The 360 movie is previewed in the lower rectangle, the image on the secondary display is the warped version of an extracted fisheye view. See below for a description of how to interactively move this fisheye selection.

In this example, the image on the secondary display will appear as follows.

Movies are added to the play list by adding them to the "360video" directory, again located in the Package Contents for the application. Alternatively to temporarily add movies to the playlist they can be dragged onto the player controls window.

Navigation

There are an infinite number of fisheyes that can be extracted from an equirectangular. The best can depend on the content and the orientation of the dome and/or seating. The arrow keys can be used to shift the fisheye view, the left and right arrows change the longitude, the up and down arrows change the latitude. Auto repeat is also supported for continuous movement. Alternatively one can shift the fisheye by holding the shift key and moving the mouse while the player control window is active. Note that fast movement can be disorientating, smooth gradual movement is recommended.

Warning

360 videos can be much more compute/graphics demanding than fisheye movies. For one thing, for the same resolution they are twice the size. In addition to the warping required, which is the same as for the fisheye player, in this case the fisheye needs to be first extracted. As such, the computer power required for smooth playback may be more demanding.

 

Standard video player for Spherical Mirror Projection

The following is in the same style as the two players above except this expects to play a standard (non-fisheye) movie on a section of the dome. Conceptually the movie is playing on a plane that is tangential to the hemispherical dome surface, it is tilted at some angle and a certain distance away.

Test and buy

To test before buying please download one of the following demonstration versions.

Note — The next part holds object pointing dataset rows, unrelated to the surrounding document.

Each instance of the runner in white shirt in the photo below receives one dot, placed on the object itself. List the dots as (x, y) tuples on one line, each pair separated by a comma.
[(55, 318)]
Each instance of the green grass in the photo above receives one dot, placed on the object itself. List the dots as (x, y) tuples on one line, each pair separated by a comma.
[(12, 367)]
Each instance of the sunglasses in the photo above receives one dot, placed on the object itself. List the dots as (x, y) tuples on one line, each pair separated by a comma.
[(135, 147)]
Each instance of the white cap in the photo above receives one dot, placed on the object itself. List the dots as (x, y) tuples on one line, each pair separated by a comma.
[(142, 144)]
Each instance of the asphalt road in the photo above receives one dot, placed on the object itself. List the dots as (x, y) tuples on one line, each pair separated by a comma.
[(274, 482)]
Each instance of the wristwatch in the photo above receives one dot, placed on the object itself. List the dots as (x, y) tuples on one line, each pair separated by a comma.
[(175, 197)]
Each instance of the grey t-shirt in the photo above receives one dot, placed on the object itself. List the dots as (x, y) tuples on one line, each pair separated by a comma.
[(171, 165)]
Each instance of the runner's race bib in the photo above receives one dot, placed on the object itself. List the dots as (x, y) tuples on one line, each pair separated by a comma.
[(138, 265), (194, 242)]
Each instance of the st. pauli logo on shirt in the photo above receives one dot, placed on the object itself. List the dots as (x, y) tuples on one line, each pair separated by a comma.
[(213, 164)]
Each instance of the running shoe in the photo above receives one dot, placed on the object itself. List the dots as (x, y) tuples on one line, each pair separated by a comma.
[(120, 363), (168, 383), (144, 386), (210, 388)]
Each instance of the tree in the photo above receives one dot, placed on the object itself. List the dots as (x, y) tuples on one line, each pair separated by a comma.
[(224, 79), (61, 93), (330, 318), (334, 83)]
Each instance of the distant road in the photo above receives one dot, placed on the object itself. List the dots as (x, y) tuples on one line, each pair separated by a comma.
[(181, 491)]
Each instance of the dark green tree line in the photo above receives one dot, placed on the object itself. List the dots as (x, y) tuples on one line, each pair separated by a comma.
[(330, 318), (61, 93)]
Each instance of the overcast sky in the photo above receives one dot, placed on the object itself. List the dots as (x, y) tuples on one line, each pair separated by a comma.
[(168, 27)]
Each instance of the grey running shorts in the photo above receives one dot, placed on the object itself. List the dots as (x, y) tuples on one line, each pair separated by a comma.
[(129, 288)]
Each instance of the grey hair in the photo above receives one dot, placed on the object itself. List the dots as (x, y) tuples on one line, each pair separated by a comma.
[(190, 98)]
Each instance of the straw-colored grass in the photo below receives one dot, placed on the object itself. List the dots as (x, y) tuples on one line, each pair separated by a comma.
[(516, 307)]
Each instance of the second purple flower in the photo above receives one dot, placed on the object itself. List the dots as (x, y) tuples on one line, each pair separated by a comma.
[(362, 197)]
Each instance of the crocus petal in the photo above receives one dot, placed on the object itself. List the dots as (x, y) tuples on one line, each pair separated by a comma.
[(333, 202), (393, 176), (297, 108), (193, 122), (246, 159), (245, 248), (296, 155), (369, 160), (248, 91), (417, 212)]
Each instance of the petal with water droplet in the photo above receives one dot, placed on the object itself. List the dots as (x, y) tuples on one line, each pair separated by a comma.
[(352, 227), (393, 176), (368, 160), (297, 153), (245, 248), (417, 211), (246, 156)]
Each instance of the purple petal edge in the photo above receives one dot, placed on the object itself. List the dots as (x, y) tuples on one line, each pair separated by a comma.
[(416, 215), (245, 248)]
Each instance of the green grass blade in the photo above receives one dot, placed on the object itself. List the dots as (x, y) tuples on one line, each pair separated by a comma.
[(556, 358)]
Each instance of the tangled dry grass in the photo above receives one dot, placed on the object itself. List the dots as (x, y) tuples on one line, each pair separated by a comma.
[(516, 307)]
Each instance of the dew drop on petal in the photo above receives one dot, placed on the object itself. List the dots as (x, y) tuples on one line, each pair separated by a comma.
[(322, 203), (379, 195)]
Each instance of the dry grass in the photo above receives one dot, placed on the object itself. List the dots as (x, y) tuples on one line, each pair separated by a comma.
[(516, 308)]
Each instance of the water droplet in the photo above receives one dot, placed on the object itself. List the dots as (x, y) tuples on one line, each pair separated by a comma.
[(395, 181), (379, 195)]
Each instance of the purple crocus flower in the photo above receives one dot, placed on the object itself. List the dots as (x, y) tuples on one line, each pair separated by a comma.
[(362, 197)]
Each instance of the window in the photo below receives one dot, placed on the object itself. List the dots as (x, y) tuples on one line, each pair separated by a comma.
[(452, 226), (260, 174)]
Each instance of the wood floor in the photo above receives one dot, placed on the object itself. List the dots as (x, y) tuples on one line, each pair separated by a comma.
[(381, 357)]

StandardVideo Movie Player Demo for 16x9 aspect
StandardVideo Movie Player Demo for 16x10 aspect

This movie player assumes a spherical mirror based projection system. If you have a fisheye lens projection system then the author is happy to produce a version for you, but additional information is required such as the pixel radius of the fisheye projection. Please contact the author for a version in this case, there is no additional cost for this customisation.

Instructions

The following assumes the reader is familiar with the documentation above for the fisheye case, only the differences will be presented. The expected display settings are the same as for the above. Namely two displays, the secondary connected to the data projector. The player controls are very similar to the previous players except now there are two additional sliders. One controls the angle of the movie plane above the spring line of the dome, the other controls the size of the movie and therefore how much of the dome it covers.

Two different angle and scale values are shown below. The first is lower on the dome, the second is higher on the dome and slightly larger.

Movies are added to the play list by adding them to the "videos" directory, again located in the Package Contents for the application. Alternatively to temporarily add movies to the playlist they can be dragged onto the player controls window.